While he was thinking about this there was a knock on the door. It was poor man looking for assistance. The Bishop was a little disturbed that his meditation time was being interrupted. So, to get rid of the poor man as quickly as possible he gave him a little cash, a smile, and goodbye.

The moment the door was shut, he realized, he had behaved just like the disciples. The Lord Jesus had knocked on his door in that poor man and he could not get rid of the living Christ fast enough to return to his thoughts on the blindness of the disciples.

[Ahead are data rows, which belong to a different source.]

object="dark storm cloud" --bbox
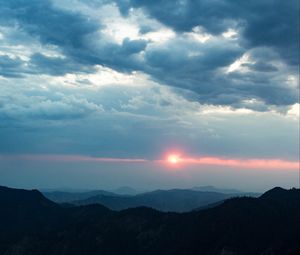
[0,0,147,76]
[118,0,299,65]
[0,55,24,78]
[0,0,98,48]
[0,0,299,109]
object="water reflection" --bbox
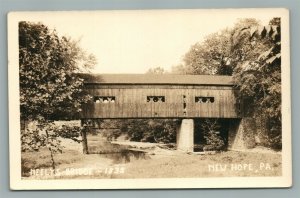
[99,150,150,164]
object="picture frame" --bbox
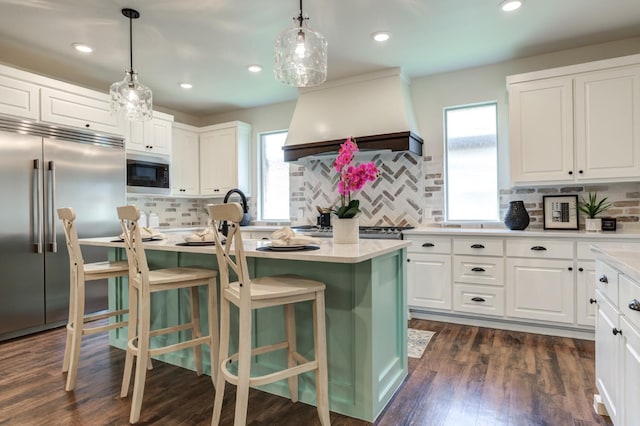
[542,195,578,231]
[602,217,616,231]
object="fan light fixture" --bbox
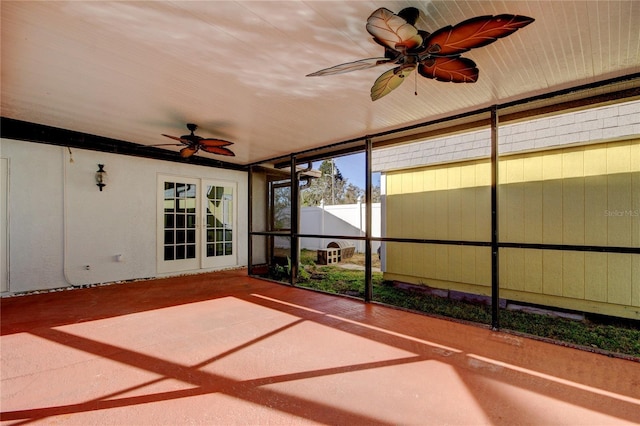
[96,164,107,192]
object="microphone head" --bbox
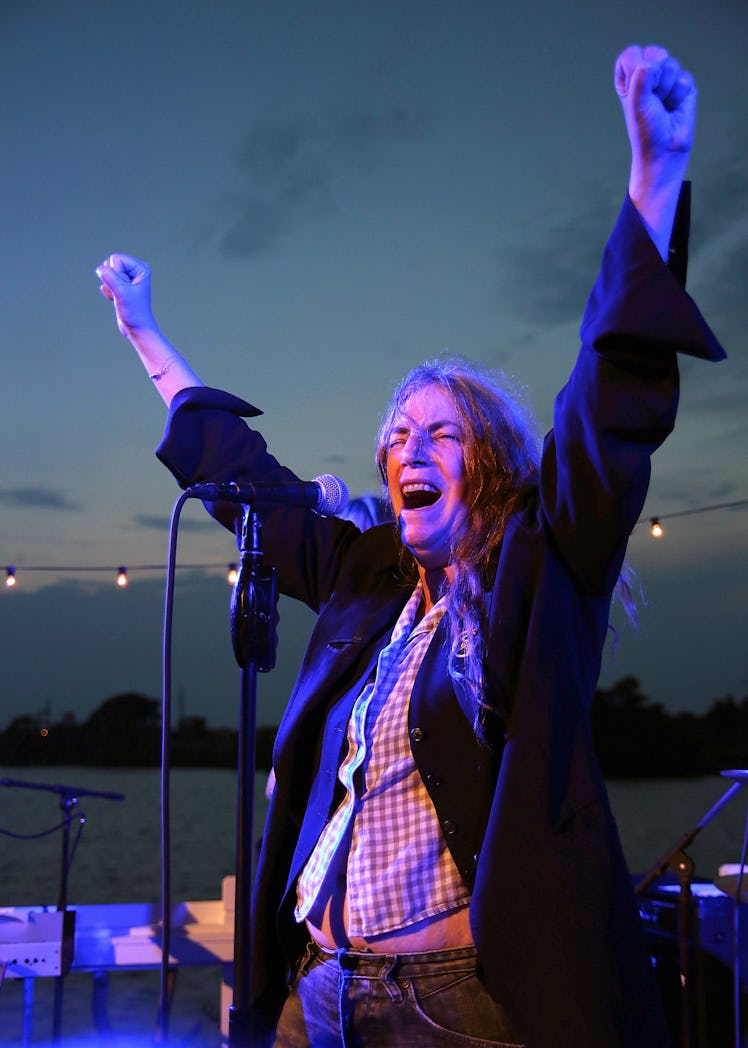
[314,473,350,517]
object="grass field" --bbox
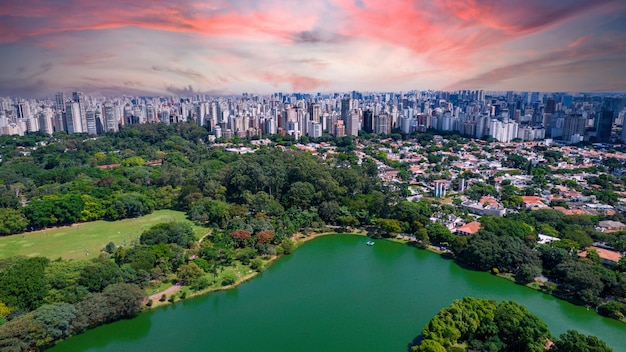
[0,210,208,259]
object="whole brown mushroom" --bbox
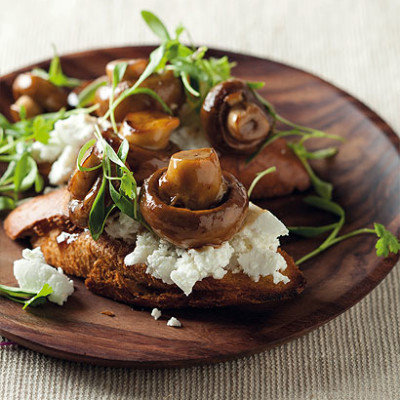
[94,71,185,122]
[10,94,43,122]
[140,148,248,248]
[201,79,274,154]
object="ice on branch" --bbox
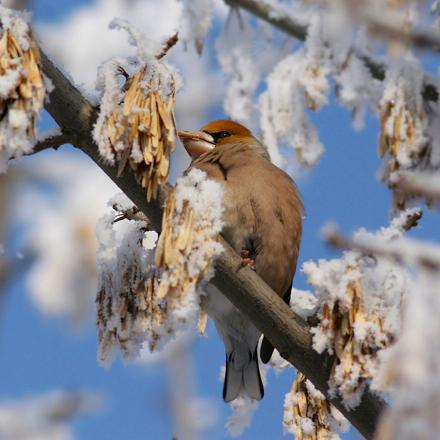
[97,170,223,364]
[0,391,100,440]
[283,373,349,440]
[22,154,117,326]
[180,0,214,55]
[259,15,330,166]
[93,20,180,201]
[155,169,223,333]
[377,266,440,440]
[216,11,261,126]
[0,5,46,172]
[302,211,412,408]
[379,60,440,209]
[226,396,258,437]
[96,195,158,365]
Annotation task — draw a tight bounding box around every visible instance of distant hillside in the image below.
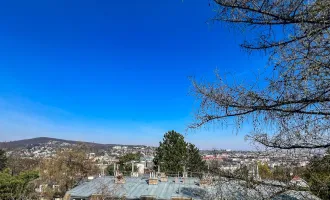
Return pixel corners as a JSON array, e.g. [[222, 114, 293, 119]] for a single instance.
[[0, 137, 126, 149]]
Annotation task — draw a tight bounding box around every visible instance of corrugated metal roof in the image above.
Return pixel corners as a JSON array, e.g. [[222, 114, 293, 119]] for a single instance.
[[67, 176, 206, 199], [67, 176, 318, 200]]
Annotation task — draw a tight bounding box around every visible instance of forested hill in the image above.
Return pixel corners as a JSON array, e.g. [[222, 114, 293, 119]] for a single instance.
[[0, 137, 136, 149]]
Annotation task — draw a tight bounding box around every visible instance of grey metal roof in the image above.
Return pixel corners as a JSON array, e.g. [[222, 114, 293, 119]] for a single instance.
[[67, 176, 318, 200], [67, 176, 205, 199]]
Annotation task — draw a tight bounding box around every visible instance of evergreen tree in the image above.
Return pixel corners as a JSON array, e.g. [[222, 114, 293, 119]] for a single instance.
[[0, 149, 7, 171], [187, 143, 206, 172], [154, 131, 205, 174]]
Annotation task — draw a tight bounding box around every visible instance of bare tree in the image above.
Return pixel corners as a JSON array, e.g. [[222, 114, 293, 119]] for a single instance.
[[190, 0, 330, 149]]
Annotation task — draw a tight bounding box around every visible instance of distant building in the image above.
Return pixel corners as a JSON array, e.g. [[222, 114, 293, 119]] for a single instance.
[[290, 176, 309, 188]]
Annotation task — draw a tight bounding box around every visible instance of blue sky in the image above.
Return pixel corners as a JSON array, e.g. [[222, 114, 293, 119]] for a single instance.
[[0, 0, 265, 149]]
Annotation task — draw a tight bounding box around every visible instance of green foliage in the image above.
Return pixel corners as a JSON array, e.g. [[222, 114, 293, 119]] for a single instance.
[[186, 143, 207, 172], [154, 131, 205, 173], [0, 149, 7, 171], [303, 149, 330, 199], [0, 169, 39, 200], [258, 162, 272, 179]]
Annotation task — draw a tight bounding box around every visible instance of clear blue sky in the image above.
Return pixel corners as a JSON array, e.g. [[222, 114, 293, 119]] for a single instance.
[[0, 0, 264, 149]]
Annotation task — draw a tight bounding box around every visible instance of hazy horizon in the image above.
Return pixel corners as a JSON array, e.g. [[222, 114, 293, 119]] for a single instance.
[[0, 0, 266, 149]]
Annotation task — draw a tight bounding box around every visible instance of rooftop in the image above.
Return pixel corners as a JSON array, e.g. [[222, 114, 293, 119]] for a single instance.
[[67, 176, 205, 199]]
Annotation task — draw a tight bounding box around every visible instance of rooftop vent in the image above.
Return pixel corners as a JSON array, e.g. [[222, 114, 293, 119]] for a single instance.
[[148, 172, 158, 185]]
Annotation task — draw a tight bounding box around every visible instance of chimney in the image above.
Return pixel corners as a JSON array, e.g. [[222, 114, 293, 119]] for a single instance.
[[132, 162, 134, 173]]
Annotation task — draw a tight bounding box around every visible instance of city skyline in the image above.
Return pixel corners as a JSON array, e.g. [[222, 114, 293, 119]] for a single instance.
[[0, 0, 266, 149]]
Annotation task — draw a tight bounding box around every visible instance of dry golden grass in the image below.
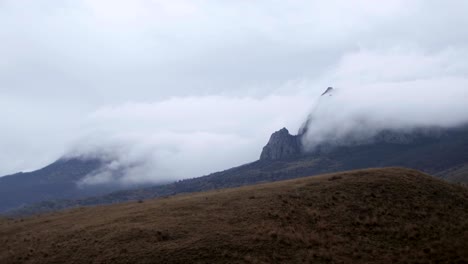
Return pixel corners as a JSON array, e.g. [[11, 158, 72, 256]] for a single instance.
[[0, 168, 468, 263]]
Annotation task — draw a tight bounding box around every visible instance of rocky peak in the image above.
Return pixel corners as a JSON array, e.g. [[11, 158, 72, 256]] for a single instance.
[[260, 128, 301, 160]]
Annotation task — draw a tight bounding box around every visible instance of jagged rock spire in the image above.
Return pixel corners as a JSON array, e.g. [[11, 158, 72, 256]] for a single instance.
[[260, 128, 301, 160]]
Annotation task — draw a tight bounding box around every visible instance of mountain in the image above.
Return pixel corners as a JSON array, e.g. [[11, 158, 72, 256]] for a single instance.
[[0, 158, 143, 212], [0, 168, 468, 264], [0, 87, 468, 215]]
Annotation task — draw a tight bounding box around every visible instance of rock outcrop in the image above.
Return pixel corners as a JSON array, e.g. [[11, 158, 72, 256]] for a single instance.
[[260, 128, 301, 160]]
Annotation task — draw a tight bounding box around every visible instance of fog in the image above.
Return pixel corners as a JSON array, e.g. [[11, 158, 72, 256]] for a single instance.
[[0, 0, 468, 185]]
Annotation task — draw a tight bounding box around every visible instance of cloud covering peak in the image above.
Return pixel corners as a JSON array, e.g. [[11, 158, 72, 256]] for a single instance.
[[0, 0, 468, 185]]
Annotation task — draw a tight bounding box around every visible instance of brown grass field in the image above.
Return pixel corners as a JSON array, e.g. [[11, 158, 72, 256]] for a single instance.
[[0, 168, 468, 264]]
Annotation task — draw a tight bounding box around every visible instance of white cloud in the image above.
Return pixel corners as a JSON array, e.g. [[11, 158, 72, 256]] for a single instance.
[[0, 0, 468, 184]]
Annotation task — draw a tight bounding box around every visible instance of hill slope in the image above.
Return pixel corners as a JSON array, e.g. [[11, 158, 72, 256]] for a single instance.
[[10, 127, 468, 215], [0, 168, 468, 263], [0, 159, 104, 212]]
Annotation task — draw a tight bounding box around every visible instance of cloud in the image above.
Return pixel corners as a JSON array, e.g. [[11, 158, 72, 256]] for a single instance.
[[304, 47, 468, 149], [69, 96, 310, 184], [0, 0, 468, 186]]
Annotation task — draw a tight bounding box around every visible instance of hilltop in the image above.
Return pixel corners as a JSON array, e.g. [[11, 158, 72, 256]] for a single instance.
[[0, 168, 468, 263]]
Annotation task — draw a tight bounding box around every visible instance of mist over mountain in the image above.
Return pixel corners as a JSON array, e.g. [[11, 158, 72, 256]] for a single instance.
[[0, 0, 468, 188]]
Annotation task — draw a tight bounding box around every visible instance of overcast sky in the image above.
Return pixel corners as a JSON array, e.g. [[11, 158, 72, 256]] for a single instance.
[[0, 0, 468, 181]]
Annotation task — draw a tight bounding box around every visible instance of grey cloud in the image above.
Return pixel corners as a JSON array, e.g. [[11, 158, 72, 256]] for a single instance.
[[0, 0, 468, 182]]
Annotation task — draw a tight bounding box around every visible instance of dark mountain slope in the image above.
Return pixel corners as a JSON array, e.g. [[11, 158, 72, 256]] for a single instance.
[[0, 168, 468, 263], [10, 126, 468, 215], [0, 158, 120, 212]]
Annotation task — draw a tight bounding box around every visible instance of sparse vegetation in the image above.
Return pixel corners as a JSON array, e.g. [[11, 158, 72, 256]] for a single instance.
[[0, 168, 468, 263]]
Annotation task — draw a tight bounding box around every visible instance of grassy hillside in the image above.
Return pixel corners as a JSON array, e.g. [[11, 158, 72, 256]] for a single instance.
[[0, 168, 468, 263]]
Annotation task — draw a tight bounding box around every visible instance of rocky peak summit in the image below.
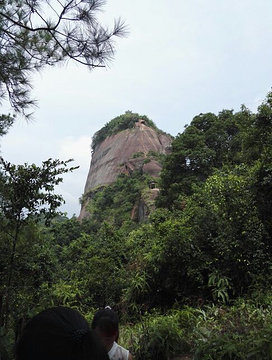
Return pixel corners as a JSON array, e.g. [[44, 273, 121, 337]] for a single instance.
[[79, 112, 172, 219]]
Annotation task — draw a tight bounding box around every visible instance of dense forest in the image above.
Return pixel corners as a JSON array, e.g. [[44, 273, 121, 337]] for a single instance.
[[0, 93, 272, 360]]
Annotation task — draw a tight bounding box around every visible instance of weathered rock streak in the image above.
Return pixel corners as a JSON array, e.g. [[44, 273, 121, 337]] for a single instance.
[[84, 122, 171, 194]]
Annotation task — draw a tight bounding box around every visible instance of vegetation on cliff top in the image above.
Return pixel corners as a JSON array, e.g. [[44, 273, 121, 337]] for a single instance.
[[92, 111, 170, 150]]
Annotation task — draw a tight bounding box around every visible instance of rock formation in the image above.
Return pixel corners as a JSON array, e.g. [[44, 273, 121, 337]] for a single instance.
[[79, 119, 172, 219]]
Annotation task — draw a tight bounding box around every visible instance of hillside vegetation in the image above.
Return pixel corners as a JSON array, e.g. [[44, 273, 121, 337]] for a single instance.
[[0, 93, 272, 360]]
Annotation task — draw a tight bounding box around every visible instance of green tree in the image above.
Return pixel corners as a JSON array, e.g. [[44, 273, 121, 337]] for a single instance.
[[0, 158, 76, 329], [0, 0, 126, 115]]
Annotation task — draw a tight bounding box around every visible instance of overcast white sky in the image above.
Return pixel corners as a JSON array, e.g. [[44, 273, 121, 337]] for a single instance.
[[1, 0, 272, 217]]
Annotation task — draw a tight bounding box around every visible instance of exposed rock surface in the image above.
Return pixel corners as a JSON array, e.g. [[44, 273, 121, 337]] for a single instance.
[[79, 121, 172, 219]]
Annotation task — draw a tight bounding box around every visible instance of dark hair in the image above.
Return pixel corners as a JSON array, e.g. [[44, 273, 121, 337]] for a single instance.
[[92, 308, 119, 336], [15, 306, 108, 360]]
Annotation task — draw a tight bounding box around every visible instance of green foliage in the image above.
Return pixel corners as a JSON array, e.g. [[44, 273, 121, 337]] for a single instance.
[[0, 0, 126, 115], [85, 171, 148, 228], [0, 158, 78, 222]]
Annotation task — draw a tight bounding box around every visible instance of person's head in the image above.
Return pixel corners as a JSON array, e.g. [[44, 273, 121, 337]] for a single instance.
[[15, 307, 108, 360], [92, 308, 119, 351]]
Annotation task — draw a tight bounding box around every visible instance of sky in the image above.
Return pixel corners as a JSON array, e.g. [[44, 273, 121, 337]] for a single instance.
[[0, 0, 272, 217]]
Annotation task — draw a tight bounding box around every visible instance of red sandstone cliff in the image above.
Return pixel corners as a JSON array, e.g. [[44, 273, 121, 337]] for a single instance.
[[79, 120, 172, 219]]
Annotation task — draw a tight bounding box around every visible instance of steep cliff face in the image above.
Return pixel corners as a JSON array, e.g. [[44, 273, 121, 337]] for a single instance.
[[79, 120, 172, 219]]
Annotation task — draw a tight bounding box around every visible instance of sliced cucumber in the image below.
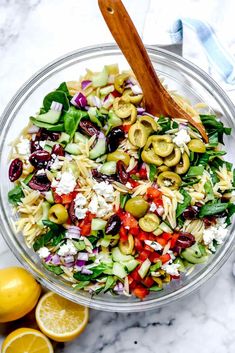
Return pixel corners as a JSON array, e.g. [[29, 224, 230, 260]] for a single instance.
[[57, 132, 70, 145], [138, 259, 151, 278], [112, 247, 134, 262], [74, 131, 88, 143], [91, 218, 107, 230], [100, 161, 117, 175], [113, 262, 127, 278], [37, 201, 51, 228], [124, 259, 139, 272], [64, 143, 81, 156], [89, 138, 106, 159], [45, 190, 54, 203], [92, 67, 109, 87]]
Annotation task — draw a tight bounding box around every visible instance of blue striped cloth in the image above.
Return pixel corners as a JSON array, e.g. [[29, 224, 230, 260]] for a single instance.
[[170, 18, 235, 85]]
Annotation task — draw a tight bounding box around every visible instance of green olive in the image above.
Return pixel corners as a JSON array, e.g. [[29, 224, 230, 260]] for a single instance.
[[124, 104, 137, 125], [139, 213, 160, 232], [188, 139, 206, 153], [175, 152, 190, 174], [152, 135, 174, 157], [48, 203, 69, 224], [114, 73, 129, 93], [113, 98, 133, 119], [139, 115, 158, 134], [164, 147, 181, 167], [125, 196, 149, 218], [157, 171, 182, 190], [118, 234, 135, 255], [141, 149, 163, 167], [128, 121, 148, 148], [107, 150, 130, 166]]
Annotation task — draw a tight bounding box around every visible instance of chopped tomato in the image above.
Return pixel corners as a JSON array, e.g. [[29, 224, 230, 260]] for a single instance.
[[171, 233, 179, 248], [142, 276, 154, 288], [149, 251, 160, 263], [61, 191, 77, 204], [122, 124, 131, 134], [159, 254, 171, 264], [146, 186, 162, 200], [156, 237, 167, 247], [133, 285, 149, 299], [119, 226, 128, 242]]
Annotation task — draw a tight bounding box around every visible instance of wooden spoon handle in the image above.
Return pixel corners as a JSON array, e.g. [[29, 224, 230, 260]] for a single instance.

Do we like Mary, like the disciples, fail to recognize the Living Jesus in those people who knock on the door of our lives? Do we fail to recognize the Living Jesus in the person in need right in front of us? Perhaps in your family, your own spouse, your child, your parent. Perhaps in your community, someone grieving, someone alone, someone sick, someone struggling.

Do we celebrate this Eucharist and fail to recognize the Living Jesus present to us in the bread and wine transformed into Holy Communion?

Imagine how we would be here at Mass, how we would hunger to be here if we truly recognized the Risen Lord Jesus here in the Eucharist to meet us?

Imagine how we would be with people in our lives, if we truly recognized the Risen Lord Jesus coming to us in that person in front of us?

That wonderful personal, intimate encounter between Mary Magdalen and Jesus is an encounter that each of us can also share. But, we need to recognize Jesus in this simple bread transformed at Mass. We need to recognize Jesus present in that person in need right beside us.

When we recognize the Living Jesus in the Eucharist and in the people who we meet each day then we will become people who bring hope, people who bring Joy, people of the Resurrection.